The present results are consistent with those published by Koo et al. [26], who reported that incubation of 3T3-L1 pre-adipocytes with Phaeodactylum tricornutum extract significantly reduced Pparg protein expression, without changes in Cebpa. In the same study, dietary supplementation of 8-week-old female mice with up to 3.25 mg/kg body weight/day for six weeks also led to reduced Pparg protein expression in white adipose tissue. In this case, however, Cebpa protein expression was also decreased.

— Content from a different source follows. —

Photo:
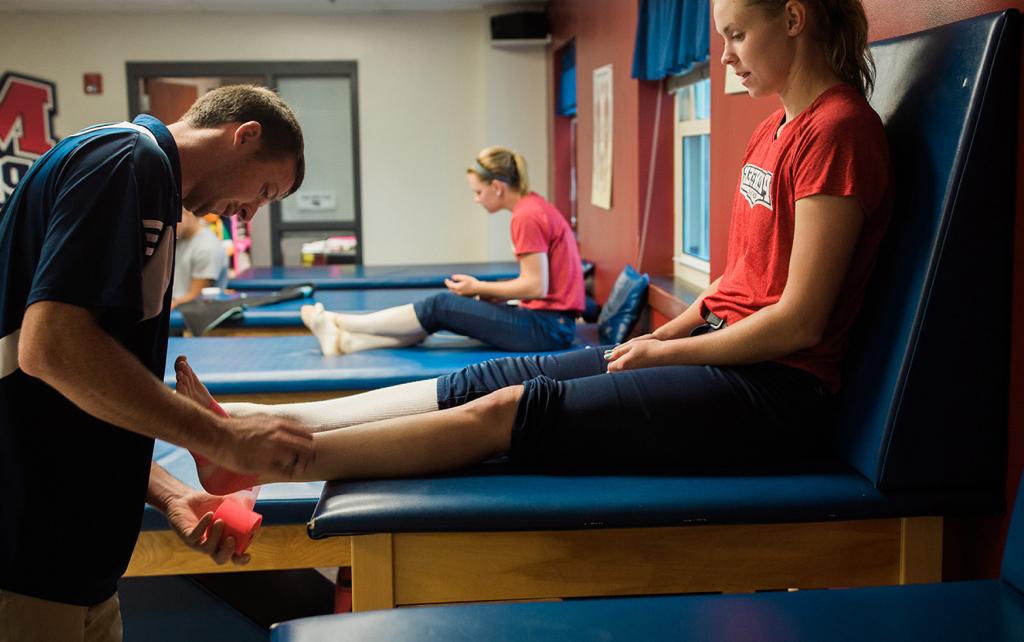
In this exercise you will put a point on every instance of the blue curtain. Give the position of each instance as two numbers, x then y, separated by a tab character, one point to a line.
566	82
672	36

Regarding studies using fucoxanthin extracts, the authors reported effects similar to those found in the present study with the microalgal extract [26]. A reduction in Pparg expression, without changes in Cebpa, was observed when 3T3-L1 pre-adipocytes were incubated with 40 μM of the compound. Similarly, Maeda et al. found reduced Pparg protein expression after treating 3T3-L1 pre-adipocytes with low doses of fucoxanthin (2.5 and 5 μM) [6]. In other studies, both Pparg and Cebpa were reduced following incubation with fucoxanthin at doses as low as 3.125, 6.25 and 12.5 µM [7]. Thus, these data support the proposal that, although Pparg down-regulation is necessary for inhibition of adipogenesis, decreased Cebpa expression is not strictly required [33,34].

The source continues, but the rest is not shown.